The Adult Suffrage Bill, passed on 18 December 1894, awarded South Australian women the right to vote in general elections and to stand for parliament for the first time ever in Australia. This Bill was realised at the South Australian state election on 25 April 1895.
This was a huge step towards gender equality and positive change for women in South Australia, and is something we should all be proud of.
This year’s theme their triumph, our motivation, underpins the extraordinary efforts of the suffragists in the late 19th and early 20th century and how this drives our continued efforts in working towards gender equality.

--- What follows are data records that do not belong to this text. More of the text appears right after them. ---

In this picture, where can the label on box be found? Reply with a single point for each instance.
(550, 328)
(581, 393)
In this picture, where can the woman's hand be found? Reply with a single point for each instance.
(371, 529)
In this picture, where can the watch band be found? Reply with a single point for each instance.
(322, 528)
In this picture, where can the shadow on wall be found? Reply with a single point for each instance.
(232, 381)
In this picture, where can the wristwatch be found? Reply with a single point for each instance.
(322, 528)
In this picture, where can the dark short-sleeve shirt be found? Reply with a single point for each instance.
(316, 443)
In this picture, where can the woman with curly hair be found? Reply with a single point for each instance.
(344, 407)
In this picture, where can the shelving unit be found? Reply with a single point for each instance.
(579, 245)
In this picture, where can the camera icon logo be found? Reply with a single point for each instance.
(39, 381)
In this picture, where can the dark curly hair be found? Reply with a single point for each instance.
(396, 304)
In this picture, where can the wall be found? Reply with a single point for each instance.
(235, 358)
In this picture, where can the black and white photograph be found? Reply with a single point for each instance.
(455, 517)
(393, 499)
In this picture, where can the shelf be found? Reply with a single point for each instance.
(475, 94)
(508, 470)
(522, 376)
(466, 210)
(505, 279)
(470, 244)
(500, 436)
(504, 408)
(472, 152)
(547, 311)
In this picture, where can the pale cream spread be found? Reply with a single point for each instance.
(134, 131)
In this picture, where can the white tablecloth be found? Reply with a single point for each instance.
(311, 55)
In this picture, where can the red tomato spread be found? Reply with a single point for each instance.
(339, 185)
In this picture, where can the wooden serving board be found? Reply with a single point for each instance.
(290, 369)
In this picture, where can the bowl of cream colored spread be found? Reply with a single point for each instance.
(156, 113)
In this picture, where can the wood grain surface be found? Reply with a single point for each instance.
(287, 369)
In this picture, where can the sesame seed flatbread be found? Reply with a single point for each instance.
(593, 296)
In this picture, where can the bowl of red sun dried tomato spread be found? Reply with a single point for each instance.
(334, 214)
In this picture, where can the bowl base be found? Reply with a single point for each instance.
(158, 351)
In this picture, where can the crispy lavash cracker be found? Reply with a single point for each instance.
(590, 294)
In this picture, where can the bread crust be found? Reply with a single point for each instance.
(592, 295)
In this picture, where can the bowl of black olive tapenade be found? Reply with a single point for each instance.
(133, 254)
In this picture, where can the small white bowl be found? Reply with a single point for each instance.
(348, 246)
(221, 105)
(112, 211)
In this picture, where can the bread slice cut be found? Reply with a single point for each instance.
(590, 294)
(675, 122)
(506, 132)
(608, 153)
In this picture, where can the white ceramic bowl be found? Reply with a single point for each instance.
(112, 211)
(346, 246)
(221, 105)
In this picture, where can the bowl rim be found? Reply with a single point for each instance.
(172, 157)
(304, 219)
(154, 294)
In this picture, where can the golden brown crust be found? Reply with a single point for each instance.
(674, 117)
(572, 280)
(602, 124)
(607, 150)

Key suffragists from this time include Mary Lee and Catherine Helen Spence, as well as Elizabeth Webb Nicholls (President of the WCTU twice during the period 1889-1904 and credited with having gained 8,268 of the 11,600 signatures for the largest petition to the SA Parliament).
These women were trailblazers for other South Australian women who were destined to become high profile public servants for generations to come.
When we reflect upon our history and both the imperative and impact of women being able to vote and be heard, we need to acknowledge the injustice, pain and suffering felt by Aboriginal and Torres Strait Islander women in the past and still today.
This year’s 125 support graphic was designed by Jayne Arnott, a musician and graphic designer living in Adelaide, South Australia. The interlocking numbers represent generations of women working together and lifting each other up to achieve change in the past, present and future.